Lenda do samba dedicou 87 anos de vida a torcer pelo Vasco da Gama

João Gabriel (Folhapress)

Samba, Mangueira e Vasco da Gama. Talvez essas três palavras possam definir quem foi Nelson Sargento, um dos maiores expoentes da música brasileira, falecido nesta quinta-feira (27), após contrair Covid-19, aos 96 anos. Entre as centenas de suas composições está "Casaca, Casaca", que faz referência a um dos mais tradicionais gritos da torcida do clube de seu coração.

"Vasco da Gama, baniu o preconceito / Em nome do direito, dando razão a razão / Formando, atletas de escola, na regata / E no futebol, o seu nome está presente", cantava Sargento, lembrando a luta histórica do clube contra o racismo no futebol.

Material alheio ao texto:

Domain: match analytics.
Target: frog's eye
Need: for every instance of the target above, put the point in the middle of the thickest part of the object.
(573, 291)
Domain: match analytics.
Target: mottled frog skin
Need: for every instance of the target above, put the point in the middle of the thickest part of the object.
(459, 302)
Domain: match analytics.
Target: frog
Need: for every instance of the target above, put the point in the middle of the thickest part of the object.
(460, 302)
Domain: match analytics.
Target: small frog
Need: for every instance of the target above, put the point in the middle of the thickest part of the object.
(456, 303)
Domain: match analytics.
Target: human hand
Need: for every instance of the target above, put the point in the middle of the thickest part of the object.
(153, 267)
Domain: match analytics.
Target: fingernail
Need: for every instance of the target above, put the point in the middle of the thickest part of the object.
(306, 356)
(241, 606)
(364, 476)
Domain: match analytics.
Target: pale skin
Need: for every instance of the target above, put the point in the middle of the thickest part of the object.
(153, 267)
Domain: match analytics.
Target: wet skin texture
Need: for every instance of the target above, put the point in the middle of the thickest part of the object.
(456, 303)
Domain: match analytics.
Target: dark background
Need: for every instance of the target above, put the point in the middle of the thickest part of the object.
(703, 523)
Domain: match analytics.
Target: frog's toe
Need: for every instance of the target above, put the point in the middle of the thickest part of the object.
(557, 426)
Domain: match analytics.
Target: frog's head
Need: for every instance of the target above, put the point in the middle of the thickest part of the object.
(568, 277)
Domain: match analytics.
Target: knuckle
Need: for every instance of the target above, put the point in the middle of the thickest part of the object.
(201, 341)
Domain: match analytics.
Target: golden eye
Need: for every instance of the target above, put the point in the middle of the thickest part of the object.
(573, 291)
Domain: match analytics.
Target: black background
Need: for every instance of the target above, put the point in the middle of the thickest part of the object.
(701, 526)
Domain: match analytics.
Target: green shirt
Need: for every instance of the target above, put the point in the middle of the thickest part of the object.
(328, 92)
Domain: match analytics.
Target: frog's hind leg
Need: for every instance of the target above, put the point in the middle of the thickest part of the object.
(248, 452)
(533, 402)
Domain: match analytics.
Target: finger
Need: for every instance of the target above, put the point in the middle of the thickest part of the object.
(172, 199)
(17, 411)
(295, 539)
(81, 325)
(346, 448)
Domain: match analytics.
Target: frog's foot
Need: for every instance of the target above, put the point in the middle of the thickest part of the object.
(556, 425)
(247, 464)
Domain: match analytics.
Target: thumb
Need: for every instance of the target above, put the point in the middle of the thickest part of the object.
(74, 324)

Em 1924, o Clube de Regatas Vasco da Gama foi impedido de participar do campeonato da então AMEA (a elite do futebol carioca à época) por ter 12 jogadores negros no elenco -os motivos oficiais dados à época eram outros.

"São esses 12 jogadores jovens, quase todos brasileiros, no começo de sua carreira, e o ato público que os pode macular nunca será praticado com a solidariedade dos que dirigem a casa que os acolheu nem sob o pavilhão que eles, com tanta galhardia, cobriram de glórias", respondeu o clube na ocasião, dizendo que, por isso, desistiria da competição.

Um ano depois, o Vasco conseguiu ser aceito dentro da elite com seus jogadores negros. Depois, ainda inauguraria o maior estádio do Brasil naquela época, São Januário, em 1927, para se firmar como um dos maiores do Rio de Janeiro.

Em abril deste ano, no aniversário de 97 anos da chamada "resposta histórica" (como o evento ficou conhecido), o clube homenageou Nelson Sargento e Paulinho da Viola com réplicas do uniforme de 1924 e também do documento em defesa dos 12 jogadores.

"Não sei como agradecer tanta amizade, tanto carinho. Estou completamente emocionado. Fico muito contente de receber tal honra, muito obrigado", respondeu o músico.

Em entrevistas, o compositor lembra que se tornou vascaíno em 1934, pouco após a entrada do clube na elite e quando o Vasco vivia anos de glória (foi campeão estadual naquele ano e em 1936). O clube fazia parte do dia a dia do compositor. Recentemente, ao receber as duas doses da vacina contra o coronavírus, deu novas provas de sua paixão.

Na primeira ocasião, vestiu uma camisa verde e rosa da Estação Primeira de Mangueira e se protegeu com uma máscara branca, com o símbolo do clube. Na segunda, em seu apartamento, recebeu a equipe médica uniformizado com a cruz de malta no peito.

Já vacinado, Sargento deu entrada no Insituto Nacional do Câncer (INCA), no Rio de Janeiro, no último dia 20, entrando na UTI dois dias depois. Segundo comunicado, "com quadro de desidratação, anorexia e significativa queda do estado geral. Ao chegar na unidade, foi realizado o teste de covid-19, que apontou positivo."

"Apesar de todos os esforços terapêuticos utilizados, o óbito ocorreu às 10h45, dessa sexta-feira (27). Nelson Mattos era paciente do INCA desde 2005 quando foi diagnosticado e tratado câncer de próstata", completa a nota da entidade.

Sargento já foi presença constante nas arquibancadas não só de São Januário, mas, como gostava de se lembrar, também de "todos os campos do Rio" na torcida visitante, como contra o Madureira, o Bonsucesso, o Olaria. Tinha como ídolos Roberto Dinamite e Ademir de Menezes.

Sargento tornou-se vascaíno durante um período glorioso do time, mas não abandonou seu amor pelo clube nem durante os rebaixamentos para a Série B do Campeonato Brasileiro.
Quando completou 90 anos, em 2014, era lá que o Vasco se encontrava. O sambista pediu, em entrevista ao Lance: "Tem que sair daquela divisão".

Em 2021, o Vasco disputará novamente a Série B do Brasileiro, agora sem um de seus maiores torcedores. Mas Sargento deixa para a torcida cruz-maltina e para o Brasil o seu samba, que como ele bem sabia, agoniza, mas não morre. "Casaca, casaca, casaca / Vasco da Gama mora no meu coração", finaliza Sargento no refrão do samba.